On 02/22/2018 06:56 PM, Laszlo Ersek wrote:
On 02/22/18 09:57, Haojian Zhuang wrote:
On 02/20/2018 11:54 PM, Laszlo Ersek wrote:
Hi,
On 02/15/18 16:14, Haojian Zhuang wrote:
Add four boot options in emu variable region. They are "Boot on SD", "Grub", "Android Boot" and "Android Fastboot".
While in both ArmVirtPkg and OvmfPkg we use a similar DATA definition for *formatting* the pristine variable store (just setting the absolutely necessary headers via a hexdump), I think that adding "business content" like this is a bad idea. For one, if the defaults have to be updated ever again, the patches for the DATA definitions will look terrible. It's hard to review and maintain hexdump like these; we should keep such DATA definitions to the absolute minimum.
Such "default" boot options should be set by the platform's PlatformBootManagerLib instance. PlatformBootManagerLib is responsible for generating boot options. In doing that, PlatformBootManagerLib can call helper functions from UefiBootManagerLib, so everything need not be done manually.
For example, EfiBootManagerGetLoadOptions() can be used to retrieve the current boot options. Then, you can iterate over the four boot options that you want to ensure exist -- for each:
- create a EFI_BOOT_MANAGER_LOAD_OPTION object with
EfiBootManagerInitializeLoadOption(),
- check if the option already exists, with EfiBootManagerFindLoadOption(),
- if the option doesn't exist yet, add it with
EfiBootManagerAddLoadOptionVariable(),
- free the EFI_BOOT_MANAGER_LOAD_OPTION object with
EfiBootManagerFreeLoadOption()
Finally, free the originally retrieved set of boot options with EfiBootManagerFreeLoadOptions().
You can find example code in "ArmVirtPkg/Library/PlatformBootManagerLib/PlatformBm.c".
Thanks, Laszlo
Hi Laszlo,
Yes, it's a bit hard to review and maintain. Actually, I implemented a PlatformBootManagerLib in this link (https://github.com/96boards-hikey/OpenPlatformPkg/blob/testing/hikey960_v1.3...).
I format it with hard code since I want to re-use PlatformBootManagerLib in ArmPkg. Because these boot options only exist on HiKey/HiKey960 platforms, and most of them are same of the one in ArmPkg. If I append them into ArmPkg, it's not common enough. At last, I hope to implement a non-volatile region on flash devices in the future. It means that implementing a HiKey specific PlatformBootManagerLib is only a temporary solution.
Sorry, I don't understand how this follows. Again: why is it only a temporary solution to implement a PlatformBootManagerLib instance for HiKey?
The library class says "Platform" in the name. Platforms are supposed to provide it, one way or another.
If you want to minimize code duplication between ArmPkg and HiKey, it should be possible to factor out another library class from ArmPkg's PlatformBootManagerLib instance. It could be a function that returns the list of platform-specific boot options -- as an array of EFI_BOOT_MANAGER_LOAD_OPTION elements -- that should always exist. Then ArmPkg's PlatformBootManagerLib would perform the iteration that I described above.
Platforms different from HiKey would return an empty array, while HiKey could return the four options it needs.
Another benefit is that these four boot options would be restored on every boot, even if the user deleted them. This seems independent of whether the HiKey platform has functional non-volatile storage or not.
It seems that I have two options to go ahead.
- Move those hard code boot options into a FV file, and put the FV file
in edk2-non-osi repository.
- Implement a HiKey related PlatformBootManagerLib.
I think option #2 is far superior. You don't have to duplicate all code from ArmPkg's PlatformBootManagerLib for that, you can extract another utility library class / callback function just for providing the options you always want.

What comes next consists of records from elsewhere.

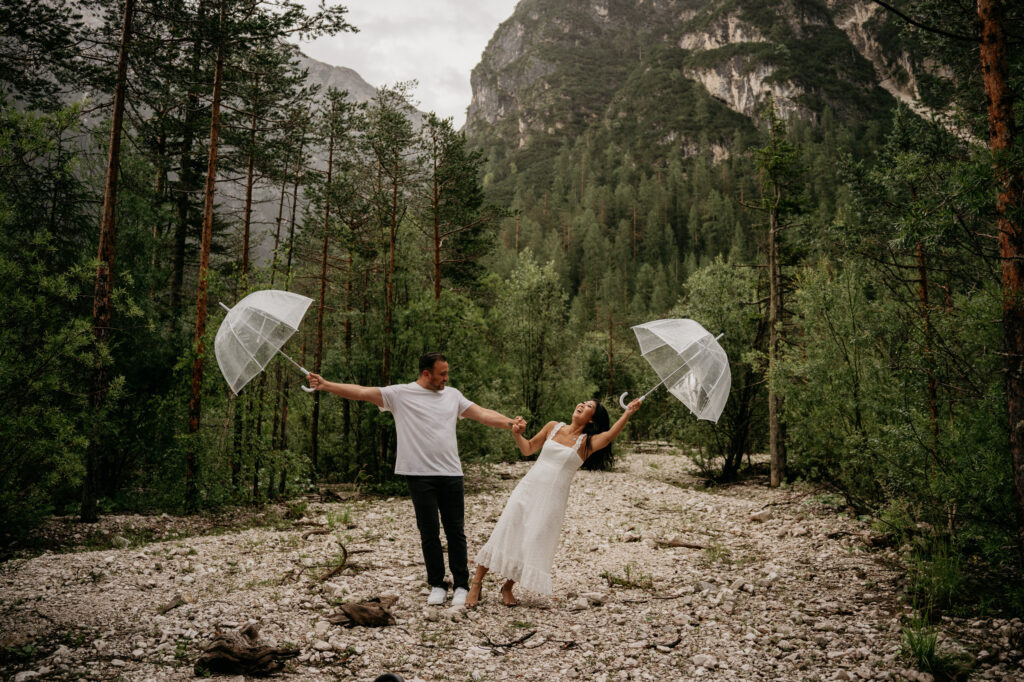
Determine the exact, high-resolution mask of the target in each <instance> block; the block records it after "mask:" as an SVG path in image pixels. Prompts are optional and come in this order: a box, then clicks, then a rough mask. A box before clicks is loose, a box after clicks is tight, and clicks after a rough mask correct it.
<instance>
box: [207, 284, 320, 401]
mask: <svg viewBox="0 0 1024 682" xmlns="http://www.w3.org/2000/svg"><path fill="white" fill-rule="evenodd" d="M312 302H313V300H312V299H311V298H307V297H305V296H301V295H299V294H293V293H291V292H288V291H279V290H276V289H266V290H263V291H257V292H254V293H252V294H249V295H248V296H246V297H245V298H244V299H242V300H241V301H239V302H238V303H237V304H236V305H234V307H233V308H228V307H227V306H226V305H224V304H223V303H221V306H222V307H224V308H225V309H226V310H227V314H226V315H224V321H223V322H222V323H220V329H218V330H217V338H216V339H215V340H214V342H213V347H214V353H215V354H216V356H217V365H219V366H220V372H221V374H223V375H224V380H225V381H227V385H228V386H230V387H231V391H233V392H234V394H236V395H238V393H239V391H241V390H242V388H243V387H244V386H245V385H246V384H248V383H249V382H250V381H251V380H252V378H253V377H255V376H256V375H257V374H259V373H260V372H262V371H263V368H265V367H266V366H267V363H269V361H270V360H271V359H272V358H273V356H274V355H275V354H276V353H278V352H280V351H281V347H282V346H283V345H285V342H286V341H288V339H290V338H291V336H292V335H293V334H295V332H297V331H298V329H299V323H301V322H302V316H303V315H304V314H305V313H306V309H307V308H308V307H309V304H310V303H312ZM282 355H284V353H282ZM285 357H288V355H285ZM288 359H289V360H290V361H291V363H292V364H293V365H295V367H297V368H299V370H300V371H302V373H303V374H309V373H308V372H307V371H306V370H305V369H304V368H302V367H300V366H299V365H298V364H297V363H296V361H295V360H293V359H292V358H291V357H288ZM303 388H305V387H303Z"/></svg>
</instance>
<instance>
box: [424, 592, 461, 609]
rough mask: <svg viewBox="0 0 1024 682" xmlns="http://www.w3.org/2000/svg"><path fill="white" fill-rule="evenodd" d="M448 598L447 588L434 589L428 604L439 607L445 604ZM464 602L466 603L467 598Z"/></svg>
mask: <svg viewBox="0 0 1024 682" xmlns="http://www.w3.org/2000/svg"><path fill="white" fill-rule="evenodd" d="M446 596H447V590H446V589H445V588H434V589H432V590H431V591H430V596H429V597H427V603H428V604H430V605H431V606H439V605H441V604H443V603H444V598H445V597H446ZM462 600H463V602H464V603H465V601H466V598H465V597H463V599H462Z"/></svg>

Or perhaps you *don't* want them always, just until NVRAM support arrives to HiKey? And, in that case, it will be alright for the user to delete these options permanently?

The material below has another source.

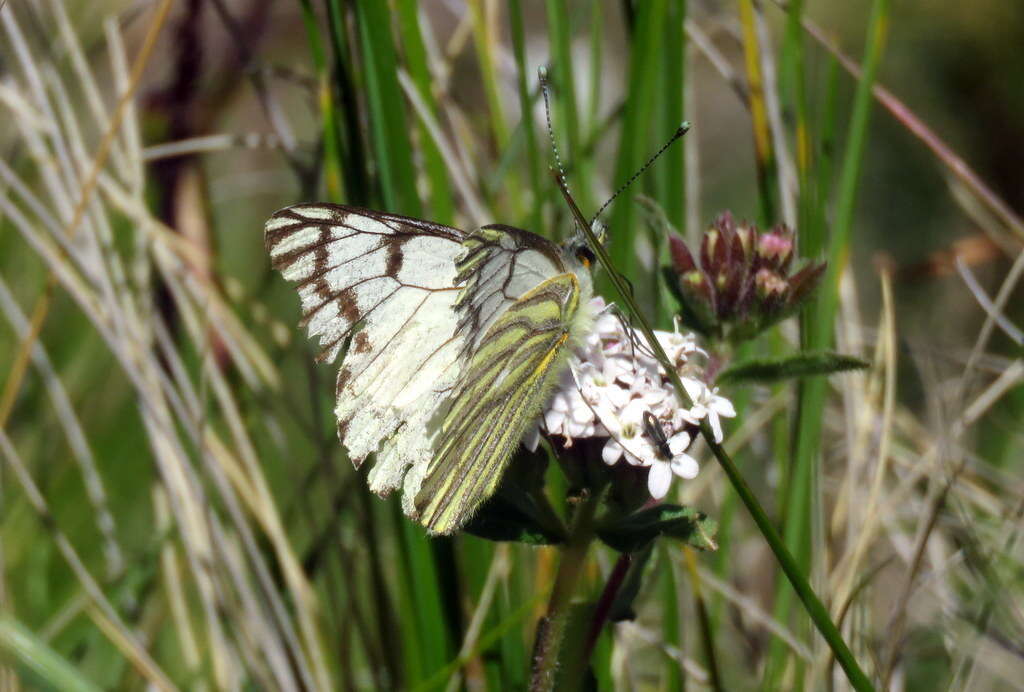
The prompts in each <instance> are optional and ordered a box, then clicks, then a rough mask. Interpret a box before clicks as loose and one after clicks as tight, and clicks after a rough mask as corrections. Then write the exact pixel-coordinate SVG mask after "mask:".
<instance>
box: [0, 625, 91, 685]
mask: <svg viewBox="0 0 1024 692" xmlns="http://www.w3.org/2000/svg"><path fill="white" fill-rule="evenodd" d="M0 651H5V652H6V653H7V655H8V656H10V657H11V658H12V659H14V660H16V661H18V662H20V663H22V664H23V665H24V666H25V667H27V668H29V669H30V671H32V672H33V673H35V674H36V675H37V676H39V677H40V678H41V679H42V680H44V681H46V682H47V683H49V684H50V685H52V686H53V689H56V690H67V691H68V692H99V688H98V687H95V686H94V685H93V684H92V683H90V682H89V681H87V680H86V679H85V678H84V677H83V676H82V673H81V672H80V671H79V669H78V668H77V667H76V666H75V665H72V663H70V662H69V661H68V660H67V659H65V658H63V657H62V656H60V654H58V653H57V652H56V651H54V650H53V649H51V648H50V647H49V646H48V645H47V644H46V642H44V641H43V640H41V639H39V638H38V637H37V636H36V635H35V634H34V633H33V632H31V631H30V630H29V629H28V628H26V626H25V625H24V624H22V623H20V622H17V621H16V620H13V619H11V618H9V617H3V618H0Z"/></svg>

Yes, I hope the default boot options could be dropped when NVRAM support arrives on HiKey. User could decide which boot option is really good for him.
... I still think extracting a new lib class for these default boot options would be better. If at some point you'd like to drop the default boot options, it's easy to switch the new callback to returning zero elements. The lib class can remain useful to other development platforms.
OK. I'll try to add the new callback in it.